Coronavirus: GWU wants more direct government help to sustain wages in private sector

It has welcomed the government’s economic rescue package but the General Workers’ Union believes it is still not enough to stop companies from shedding employees and asks for more direct help to businesses

The GWU says that the economic package unveiled by government is still not strong enough to prevent job losses and asks for more direct aid to businesses
The GWU says that the economic package unveiled by government is still not strong enough to prevent job losses and asks for more direct aid to businesses

General Workers’ Union has called for additional economic measures to alleviate the immediate burden companies face as a result of the coronavirus.

The union said any measure should be conditional on companies retaining employees.

“In its discussions with employers, the union is informed that the measures announced by government so far will still lead to job losses,” the union said.

The economic rescue package announced on Wednesday evening by Prime Minister Robert Abela has been criticised by all employer organisations, individual businesspersons and the Opposition as falling short of what the country needs.

The GWU has now lent its voice to this growing chorus calling for stronger, more meaningful measures.

However, the union also called for measures that are sustainable, given that this was a problem no one knew how long it will last.

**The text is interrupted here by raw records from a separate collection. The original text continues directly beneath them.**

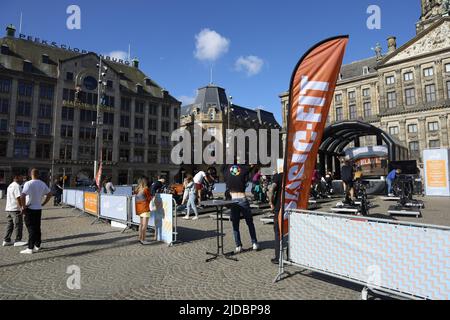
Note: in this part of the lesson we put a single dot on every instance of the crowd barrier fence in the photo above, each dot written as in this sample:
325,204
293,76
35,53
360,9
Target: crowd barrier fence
122,209
401,259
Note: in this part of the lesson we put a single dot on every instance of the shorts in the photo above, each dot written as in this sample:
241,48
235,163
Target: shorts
145,215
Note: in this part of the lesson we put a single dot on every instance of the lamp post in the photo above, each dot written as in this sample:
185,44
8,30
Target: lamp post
102,70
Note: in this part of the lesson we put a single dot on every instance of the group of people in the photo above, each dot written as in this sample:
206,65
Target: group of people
24,202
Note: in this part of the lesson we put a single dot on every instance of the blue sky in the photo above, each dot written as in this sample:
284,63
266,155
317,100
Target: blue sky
268,36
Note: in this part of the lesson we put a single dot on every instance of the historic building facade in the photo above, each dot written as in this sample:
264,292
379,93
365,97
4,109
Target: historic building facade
48,111
214,113
405,92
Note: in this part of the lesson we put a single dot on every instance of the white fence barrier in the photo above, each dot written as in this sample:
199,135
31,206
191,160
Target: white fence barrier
405,259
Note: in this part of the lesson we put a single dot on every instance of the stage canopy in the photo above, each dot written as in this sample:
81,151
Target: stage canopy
338,136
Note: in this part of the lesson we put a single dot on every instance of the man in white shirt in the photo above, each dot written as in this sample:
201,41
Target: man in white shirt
34,190
14,217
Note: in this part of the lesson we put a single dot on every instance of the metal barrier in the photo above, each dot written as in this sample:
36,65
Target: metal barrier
403,259
122,209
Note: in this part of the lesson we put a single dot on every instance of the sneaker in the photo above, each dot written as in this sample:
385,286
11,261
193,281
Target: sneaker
20,243
7,243
27,251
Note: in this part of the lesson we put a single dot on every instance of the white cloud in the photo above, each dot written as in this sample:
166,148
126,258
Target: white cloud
119,55
210,45
252,65
186,100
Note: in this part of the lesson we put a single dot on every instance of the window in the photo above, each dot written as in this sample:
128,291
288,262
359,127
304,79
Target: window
23,127
67,114
410,96
66,131
44,129
65,152
152,139
392,99
139,123
435,143
394,131
153,110
124,155
367,109
25,89
139,138
428,72
165,126
4,106
139,108
138,155
5,85
412,128
414,146
430,93
366,92
24,108
46,91
408,76
21,149
124,121
352,95
433,126
166,112
124,137
352,112
152,156
42,151
108,118
125,104
3,125
390,80
69,76
339,114
152,125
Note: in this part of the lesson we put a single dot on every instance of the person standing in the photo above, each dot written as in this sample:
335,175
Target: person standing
143,198
31,199
390,179
13,215
191,197
236,178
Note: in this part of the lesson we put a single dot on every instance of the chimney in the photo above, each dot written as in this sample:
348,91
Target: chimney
10,31
392,44
135,63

The union welcomed the various measures intended to soften the blow for workers who have to stop working as a result of the coronavirus restrictions, those who end up unemployed and those who live in rented accommodation.

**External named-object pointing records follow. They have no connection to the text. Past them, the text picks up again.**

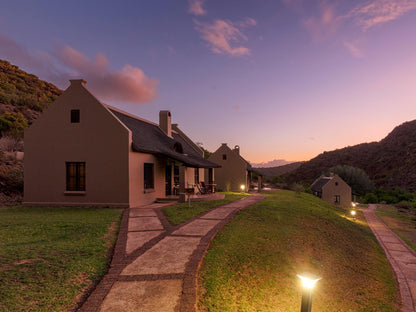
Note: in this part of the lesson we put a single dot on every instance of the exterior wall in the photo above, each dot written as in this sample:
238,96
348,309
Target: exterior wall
337,186
99,140
138,195
233,171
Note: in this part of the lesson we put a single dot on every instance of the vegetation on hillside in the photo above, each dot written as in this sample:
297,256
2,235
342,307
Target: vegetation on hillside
49,257
390,163
252,263
25,91
22,99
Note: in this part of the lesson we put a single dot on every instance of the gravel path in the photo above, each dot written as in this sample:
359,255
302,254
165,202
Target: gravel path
401,257
155,265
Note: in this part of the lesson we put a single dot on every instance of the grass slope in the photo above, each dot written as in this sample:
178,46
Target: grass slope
48,256
252,263
179,213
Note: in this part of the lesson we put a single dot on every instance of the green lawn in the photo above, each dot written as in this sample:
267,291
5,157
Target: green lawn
48,256
252,263
180,213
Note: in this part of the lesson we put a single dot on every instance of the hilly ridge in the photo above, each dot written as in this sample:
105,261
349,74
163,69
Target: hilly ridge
24,93
390,163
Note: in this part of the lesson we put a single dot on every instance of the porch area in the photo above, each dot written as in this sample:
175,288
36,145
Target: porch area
192,197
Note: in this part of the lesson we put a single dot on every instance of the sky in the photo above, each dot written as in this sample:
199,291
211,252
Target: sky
283,79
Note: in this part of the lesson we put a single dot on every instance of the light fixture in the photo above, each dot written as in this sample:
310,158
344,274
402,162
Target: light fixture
308,282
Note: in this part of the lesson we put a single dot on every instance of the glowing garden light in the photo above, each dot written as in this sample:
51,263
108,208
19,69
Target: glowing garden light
308,283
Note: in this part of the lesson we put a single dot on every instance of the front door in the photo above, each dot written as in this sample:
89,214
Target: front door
168,180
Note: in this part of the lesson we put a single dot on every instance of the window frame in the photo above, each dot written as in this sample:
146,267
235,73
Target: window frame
196,175
75,176
148,176
75,116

However, it added, that this was not enough to prevent job losses.

The GWU asked for more direct help to companies in the payment of wages and credits in tax payments.

“Credits should vary according to the impact felt by the particular industry… a reduction in government induced costs for manufacturing and tourism, including cuts in water and electricity bills… a moratorium on loan repayments, especially that by households should be mandatory and last for more than three months,” the union proposed, adding the ultimate aim is that of protecting jobs.